Dominik Feri a toujours clamé son innocence et nié avoir commis les violences sexuelles dont il était accusé. Au cours du procès, il avait plusieurs fois opposé aux victimes de prétendues incohérences dans leur témoignage et s’était plaint d’avoir vu sa vie professionnelle et personnelle détruite par les accusations. Devant les journalistes qui ont suivi le procès ces neuf derniers mois, l’ancien député est souvent apparu confiant, voire arrogant selon certains commentateurs.
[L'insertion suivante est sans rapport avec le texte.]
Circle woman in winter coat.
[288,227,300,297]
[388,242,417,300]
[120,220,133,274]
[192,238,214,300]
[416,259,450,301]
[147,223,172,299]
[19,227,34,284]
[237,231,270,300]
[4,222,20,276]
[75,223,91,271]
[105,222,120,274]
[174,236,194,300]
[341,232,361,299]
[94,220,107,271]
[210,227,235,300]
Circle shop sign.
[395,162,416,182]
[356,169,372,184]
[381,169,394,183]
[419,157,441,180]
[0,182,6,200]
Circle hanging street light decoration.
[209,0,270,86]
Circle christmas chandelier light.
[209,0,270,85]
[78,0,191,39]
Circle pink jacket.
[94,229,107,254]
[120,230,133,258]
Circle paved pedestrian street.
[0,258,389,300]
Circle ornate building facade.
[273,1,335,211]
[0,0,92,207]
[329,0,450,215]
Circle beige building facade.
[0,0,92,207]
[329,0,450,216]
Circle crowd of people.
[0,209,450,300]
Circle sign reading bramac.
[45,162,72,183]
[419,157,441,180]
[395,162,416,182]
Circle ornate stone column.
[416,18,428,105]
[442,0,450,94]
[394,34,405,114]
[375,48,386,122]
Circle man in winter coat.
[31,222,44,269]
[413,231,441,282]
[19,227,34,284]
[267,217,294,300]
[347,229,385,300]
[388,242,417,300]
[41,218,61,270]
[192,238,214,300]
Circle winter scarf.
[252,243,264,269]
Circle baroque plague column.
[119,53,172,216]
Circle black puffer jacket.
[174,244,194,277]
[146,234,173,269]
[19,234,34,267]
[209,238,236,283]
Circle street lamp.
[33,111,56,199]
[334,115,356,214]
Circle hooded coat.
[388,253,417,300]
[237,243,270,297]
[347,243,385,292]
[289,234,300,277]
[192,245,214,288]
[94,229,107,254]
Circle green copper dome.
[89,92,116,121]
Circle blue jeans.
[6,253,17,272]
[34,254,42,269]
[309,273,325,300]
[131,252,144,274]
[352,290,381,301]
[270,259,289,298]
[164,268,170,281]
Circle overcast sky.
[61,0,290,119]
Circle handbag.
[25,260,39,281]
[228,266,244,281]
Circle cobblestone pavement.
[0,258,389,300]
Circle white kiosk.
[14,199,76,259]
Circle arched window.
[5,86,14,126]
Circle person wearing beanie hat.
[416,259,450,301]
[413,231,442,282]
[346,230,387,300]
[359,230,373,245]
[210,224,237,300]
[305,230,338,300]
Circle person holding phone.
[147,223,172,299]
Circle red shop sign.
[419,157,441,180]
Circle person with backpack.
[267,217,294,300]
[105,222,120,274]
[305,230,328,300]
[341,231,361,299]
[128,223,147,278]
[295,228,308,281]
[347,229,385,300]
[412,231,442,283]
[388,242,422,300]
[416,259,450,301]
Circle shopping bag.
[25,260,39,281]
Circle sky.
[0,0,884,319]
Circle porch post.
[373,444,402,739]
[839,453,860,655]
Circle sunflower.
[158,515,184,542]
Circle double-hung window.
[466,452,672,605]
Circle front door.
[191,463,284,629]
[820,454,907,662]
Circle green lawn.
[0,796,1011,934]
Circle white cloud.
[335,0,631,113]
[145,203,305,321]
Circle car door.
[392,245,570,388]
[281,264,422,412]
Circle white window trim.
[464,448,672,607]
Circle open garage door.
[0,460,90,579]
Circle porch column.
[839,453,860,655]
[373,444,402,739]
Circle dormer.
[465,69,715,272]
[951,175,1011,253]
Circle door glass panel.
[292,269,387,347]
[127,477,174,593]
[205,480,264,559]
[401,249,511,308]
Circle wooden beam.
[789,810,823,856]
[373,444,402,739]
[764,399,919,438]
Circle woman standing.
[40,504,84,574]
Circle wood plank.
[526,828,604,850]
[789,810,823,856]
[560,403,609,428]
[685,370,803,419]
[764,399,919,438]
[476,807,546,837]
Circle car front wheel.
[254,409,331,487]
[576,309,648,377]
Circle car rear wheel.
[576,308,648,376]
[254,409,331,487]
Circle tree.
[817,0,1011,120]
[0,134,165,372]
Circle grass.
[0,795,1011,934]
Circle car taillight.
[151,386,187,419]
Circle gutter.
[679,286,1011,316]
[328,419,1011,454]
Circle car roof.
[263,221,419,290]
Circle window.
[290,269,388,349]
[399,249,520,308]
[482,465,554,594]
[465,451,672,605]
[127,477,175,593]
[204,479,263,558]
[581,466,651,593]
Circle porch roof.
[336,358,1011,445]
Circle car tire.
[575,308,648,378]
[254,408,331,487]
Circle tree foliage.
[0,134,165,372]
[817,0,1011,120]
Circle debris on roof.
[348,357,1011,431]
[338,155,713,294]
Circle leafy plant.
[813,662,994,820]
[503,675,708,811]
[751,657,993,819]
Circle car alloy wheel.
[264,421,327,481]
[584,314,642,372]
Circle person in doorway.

Dans son délibéré la juge a retenu entre autres, comme facteur en sa défaveur, l’ascendance qu’en tant que jeune politicien il exerçait sur des jeunes femmes « qui l’admiraient et lui faisaient confiance ». Elle n’a pas omis de relever également que « l’attitude méprisante » de Dominik Feri au tribunal, où la cour avait pu entendre ses éclats de rire depuis la pièce voisine, au moment où les victimes délivraient leur témoignage, n’avait pas contribué à alléger son dossier. Sa condamnation à trois ans de prison ferme est assortie d’une peine financière à hauteur de plusieurs centaines de milliers de couronnes pour préjudice moral et psychologique.
Premières réactions au verdict
Une des deux journalistes à l’origine de l’enquête de 2021 n’a pas manqué de souligner sur son compte X (anciennement Twitter) qu’elle espérait que cette affaire « change la façon dont nous considérons les victimes et les survivants des violences sexuelles », et notamment dans la façon d’appréhender leurs témoignages. Elle a ainsi rappelé combien ceux des victimes avaient pu être mis en doute à l’époque.
A l’époque, la chute du jeune influenceur n’avait guère provoqué de remous au sein même de son parti où la ligne officielle avait été davantage de remercier Dominik Feri d’avoir démissionné, que d’avoir une pensée pour les victimes. Une ligne visiblement suivie par son fondateur et ex-ministre des Affaires étrangères, Karel Schwarzenberg, qui s’est fendu d’une critique : « aucun système judiciaire n’est totalement indépendant » selon lui, et de regret pour l’ex-espoir du parti : « Je suis désolé pour lui, » a-t-il déclaré sans un mot pour les victimes.
Si elle aurait souhaité une peine de prison plus importante, l’avocate des victimes, elle, a toutefois souligné l’importance que représentait pour ses clientes la qualification des faits reprochés soit la reconnaissance par le tribunal qu’elles ont bel et bien été victimes de viol et de tentative de viol. Une façon de dire que ce jugement pour un premier procès post-MeToo en Tchéquie a le potentiel de faire date. A noter, dans ce contexte que le 7 novembre, doit s’ouvrir le procès du psychiatre, Jan Cimický qui est accusé d’avoir violé et fait chanter plusieurs patientes entre 1980 et 2016.